U.S. Refineries: Near-Record High Inputs on Global, Domestic Gasoline, Distillate Fuel Oil Demand

For the week ending July 6, 2018, the four-week average of U.S. gross refinery inputs surpassed 18 million barrels per day (b/d) for the first time on record. U.S. refineries are running at record levels in response to robust domestic and international demand for motor gasoline and distillate fuel oil.

Despite record-high inputs, refinery utilization as a percentage of capacity has not surpassed the record set in 1998. Rather than higher utilization, refinery runs have increased with increased refinery capacity. U.S. refinery capacity increased by 862,000 barrels per calendar day (b/cd) between January 1, 2011, and January 1, 2018.

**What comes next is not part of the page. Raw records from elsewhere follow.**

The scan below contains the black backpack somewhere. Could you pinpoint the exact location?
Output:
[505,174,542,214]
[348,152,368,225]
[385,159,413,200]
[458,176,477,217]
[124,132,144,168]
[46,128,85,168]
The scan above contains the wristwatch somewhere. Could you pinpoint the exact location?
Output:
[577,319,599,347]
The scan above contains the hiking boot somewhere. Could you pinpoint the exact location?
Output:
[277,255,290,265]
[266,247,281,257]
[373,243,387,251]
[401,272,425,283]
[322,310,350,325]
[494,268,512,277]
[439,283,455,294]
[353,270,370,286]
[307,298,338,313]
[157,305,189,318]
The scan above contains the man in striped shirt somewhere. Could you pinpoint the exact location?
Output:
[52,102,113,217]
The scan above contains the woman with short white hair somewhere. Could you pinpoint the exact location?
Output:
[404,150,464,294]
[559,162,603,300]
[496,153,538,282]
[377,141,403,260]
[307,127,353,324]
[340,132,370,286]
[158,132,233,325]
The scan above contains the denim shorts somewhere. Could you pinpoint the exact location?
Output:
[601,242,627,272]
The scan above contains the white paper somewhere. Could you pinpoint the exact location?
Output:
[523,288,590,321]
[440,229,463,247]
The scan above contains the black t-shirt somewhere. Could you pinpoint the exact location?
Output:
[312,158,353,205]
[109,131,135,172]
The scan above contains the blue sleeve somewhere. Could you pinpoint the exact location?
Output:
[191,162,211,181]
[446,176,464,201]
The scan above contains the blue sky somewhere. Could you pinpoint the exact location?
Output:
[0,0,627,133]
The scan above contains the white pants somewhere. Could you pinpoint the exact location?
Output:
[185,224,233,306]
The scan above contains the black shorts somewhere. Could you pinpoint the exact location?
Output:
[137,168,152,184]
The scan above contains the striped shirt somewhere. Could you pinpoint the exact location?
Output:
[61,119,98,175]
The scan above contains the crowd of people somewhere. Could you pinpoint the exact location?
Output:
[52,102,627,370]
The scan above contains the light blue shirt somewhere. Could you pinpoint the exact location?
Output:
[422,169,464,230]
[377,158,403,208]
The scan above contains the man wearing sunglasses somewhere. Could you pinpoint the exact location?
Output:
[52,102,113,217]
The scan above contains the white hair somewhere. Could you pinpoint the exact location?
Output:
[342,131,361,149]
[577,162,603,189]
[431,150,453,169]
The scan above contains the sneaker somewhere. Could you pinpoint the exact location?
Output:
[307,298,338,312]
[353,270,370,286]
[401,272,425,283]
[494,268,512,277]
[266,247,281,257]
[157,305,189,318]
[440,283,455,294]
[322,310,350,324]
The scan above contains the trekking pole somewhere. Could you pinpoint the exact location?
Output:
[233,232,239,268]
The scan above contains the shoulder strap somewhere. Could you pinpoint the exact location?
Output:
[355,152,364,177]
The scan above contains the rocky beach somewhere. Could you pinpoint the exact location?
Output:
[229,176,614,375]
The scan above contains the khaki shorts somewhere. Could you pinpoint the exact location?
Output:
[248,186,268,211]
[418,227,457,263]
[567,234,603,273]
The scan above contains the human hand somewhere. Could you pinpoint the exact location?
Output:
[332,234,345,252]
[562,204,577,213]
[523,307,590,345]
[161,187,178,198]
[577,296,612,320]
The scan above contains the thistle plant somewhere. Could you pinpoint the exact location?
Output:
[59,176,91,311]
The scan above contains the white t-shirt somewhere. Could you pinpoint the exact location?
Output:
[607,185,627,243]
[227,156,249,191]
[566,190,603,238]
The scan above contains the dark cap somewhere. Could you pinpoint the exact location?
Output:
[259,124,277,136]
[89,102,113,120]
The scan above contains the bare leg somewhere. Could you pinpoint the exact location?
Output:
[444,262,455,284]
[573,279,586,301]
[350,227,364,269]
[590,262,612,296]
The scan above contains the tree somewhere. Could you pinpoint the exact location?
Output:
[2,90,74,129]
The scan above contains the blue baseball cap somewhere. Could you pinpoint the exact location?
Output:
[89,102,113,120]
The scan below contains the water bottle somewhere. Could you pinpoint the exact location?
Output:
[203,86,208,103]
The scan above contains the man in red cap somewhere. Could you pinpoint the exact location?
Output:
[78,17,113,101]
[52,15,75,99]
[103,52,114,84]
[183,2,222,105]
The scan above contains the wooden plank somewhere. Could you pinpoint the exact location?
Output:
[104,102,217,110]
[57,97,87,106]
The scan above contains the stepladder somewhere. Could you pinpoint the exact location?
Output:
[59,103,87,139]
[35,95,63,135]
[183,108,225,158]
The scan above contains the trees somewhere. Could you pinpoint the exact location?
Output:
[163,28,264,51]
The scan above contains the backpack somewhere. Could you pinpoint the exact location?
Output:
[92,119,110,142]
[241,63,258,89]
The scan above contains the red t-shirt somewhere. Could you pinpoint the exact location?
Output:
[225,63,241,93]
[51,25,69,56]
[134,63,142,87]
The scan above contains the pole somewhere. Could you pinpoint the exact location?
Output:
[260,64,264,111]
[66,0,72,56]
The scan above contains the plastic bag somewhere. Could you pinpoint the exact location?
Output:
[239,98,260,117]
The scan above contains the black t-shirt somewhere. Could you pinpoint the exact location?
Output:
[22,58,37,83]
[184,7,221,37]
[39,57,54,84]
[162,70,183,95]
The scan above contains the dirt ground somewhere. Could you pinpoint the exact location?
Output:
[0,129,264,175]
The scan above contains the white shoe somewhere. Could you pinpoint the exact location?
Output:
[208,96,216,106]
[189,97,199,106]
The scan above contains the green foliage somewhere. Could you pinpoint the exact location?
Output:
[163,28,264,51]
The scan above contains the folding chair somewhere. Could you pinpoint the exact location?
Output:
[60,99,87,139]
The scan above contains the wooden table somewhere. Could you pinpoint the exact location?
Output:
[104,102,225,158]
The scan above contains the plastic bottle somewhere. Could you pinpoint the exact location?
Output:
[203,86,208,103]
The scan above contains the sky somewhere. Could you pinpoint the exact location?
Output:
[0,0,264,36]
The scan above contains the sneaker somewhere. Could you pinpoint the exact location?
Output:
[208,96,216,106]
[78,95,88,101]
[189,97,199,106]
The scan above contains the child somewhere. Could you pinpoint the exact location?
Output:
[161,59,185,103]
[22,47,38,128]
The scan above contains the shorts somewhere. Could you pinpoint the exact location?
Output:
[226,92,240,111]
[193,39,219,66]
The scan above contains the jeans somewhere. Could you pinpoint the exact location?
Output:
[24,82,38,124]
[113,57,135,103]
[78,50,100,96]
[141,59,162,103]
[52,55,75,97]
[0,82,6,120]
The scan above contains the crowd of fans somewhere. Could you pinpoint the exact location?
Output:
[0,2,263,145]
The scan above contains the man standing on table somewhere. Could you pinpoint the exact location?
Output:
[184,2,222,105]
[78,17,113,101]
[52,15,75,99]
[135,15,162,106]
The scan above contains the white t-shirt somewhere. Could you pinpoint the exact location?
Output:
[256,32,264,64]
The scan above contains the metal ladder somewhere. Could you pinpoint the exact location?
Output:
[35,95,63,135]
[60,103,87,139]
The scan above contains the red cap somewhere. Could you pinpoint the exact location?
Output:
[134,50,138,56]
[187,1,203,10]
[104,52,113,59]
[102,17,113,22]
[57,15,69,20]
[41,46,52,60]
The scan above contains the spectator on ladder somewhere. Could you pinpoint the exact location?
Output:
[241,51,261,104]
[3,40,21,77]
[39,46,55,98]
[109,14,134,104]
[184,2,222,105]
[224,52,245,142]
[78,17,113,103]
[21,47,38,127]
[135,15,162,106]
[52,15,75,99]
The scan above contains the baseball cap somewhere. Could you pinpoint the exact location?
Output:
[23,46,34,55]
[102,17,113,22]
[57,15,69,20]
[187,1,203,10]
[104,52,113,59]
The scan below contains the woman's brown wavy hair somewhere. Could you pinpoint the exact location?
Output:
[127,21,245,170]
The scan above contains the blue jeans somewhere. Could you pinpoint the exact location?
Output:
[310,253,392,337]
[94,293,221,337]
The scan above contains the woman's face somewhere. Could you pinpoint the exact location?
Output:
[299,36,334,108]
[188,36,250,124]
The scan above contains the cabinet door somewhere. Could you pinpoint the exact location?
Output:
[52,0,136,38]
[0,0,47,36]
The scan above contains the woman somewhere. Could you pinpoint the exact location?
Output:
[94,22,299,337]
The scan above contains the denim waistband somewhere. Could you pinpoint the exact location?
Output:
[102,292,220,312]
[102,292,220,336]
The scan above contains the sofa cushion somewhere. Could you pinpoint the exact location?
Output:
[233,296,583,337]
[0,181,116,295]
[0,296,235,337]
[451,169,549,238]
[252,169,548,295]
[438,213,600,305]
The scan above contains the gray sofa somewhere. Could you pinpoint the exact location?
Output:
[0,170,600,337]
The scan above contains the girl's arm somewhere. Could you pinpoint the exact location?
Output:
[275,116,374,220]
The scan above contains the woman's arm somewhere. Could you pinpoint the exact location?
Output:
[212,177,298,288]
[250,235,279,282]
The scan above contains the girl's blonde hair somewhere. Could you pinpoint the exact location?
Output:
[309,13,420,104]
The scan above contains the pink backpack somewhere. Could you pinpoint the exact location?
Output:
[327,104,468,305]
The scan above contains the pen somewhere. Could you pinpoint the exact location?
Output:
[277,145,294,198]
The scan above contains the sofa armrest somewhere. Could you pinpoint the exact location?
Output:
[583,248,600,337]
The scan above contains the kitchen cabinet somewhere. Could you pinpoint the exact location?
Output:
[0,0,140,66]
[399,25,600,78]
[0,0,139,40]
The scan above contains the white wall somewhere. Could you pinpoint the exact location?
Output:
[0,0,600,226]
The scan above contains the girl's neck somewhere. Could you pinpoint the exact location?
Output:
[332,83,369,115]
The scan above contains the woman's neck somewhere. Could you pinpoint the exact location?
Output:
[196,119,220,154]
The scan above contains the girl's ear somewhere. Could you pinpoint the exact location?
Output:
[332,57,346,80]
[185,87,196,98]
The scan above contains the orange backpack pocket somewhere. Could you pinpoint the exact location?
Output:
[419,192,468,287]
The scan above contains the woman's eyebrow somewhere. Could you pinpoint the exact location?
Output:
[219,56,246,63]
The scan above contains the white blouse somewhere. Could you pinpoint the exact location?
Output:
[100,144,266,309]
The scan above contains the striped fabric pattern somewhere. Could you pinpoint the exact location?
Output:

The record-high U.S. input levels are driven in large part by refinery operations in the Gulf Coast and Midwest regions, the Petroleum Administration for Defense Districts (PADDs) with the most refinery capacity in the country. The Gulf Coast (PADD 3) has more than half of all U.S. refinery capacity and reached a new record input level the same week as the record-high overall U.S. capacity, with four-week average gross refinery inputs of 9.5 million b/d for the week ending July 6. The Midwest (PADD 2) has the second-highest refinery capacity, and the four-week average gross refinery inputs reached a record-high 4.1 million b/d for the week ending June 1.

U.S. distillate consumption, measured as product supplied, is also relatively high, averaging 4.0 million b/d for the past four weeks, 64,000 b/d lower than the five-year average level for this time of year. In addition to relatively strong domestic distillate consumption, U.S. exports of distillate have continued to increase, reaching a four-week average of 1.2 million b/d as of August 3, 2018. For the week ending August 3, 2018, the four-week average of U.S. distillate product supplied plus exports reached 5.2 million b/d.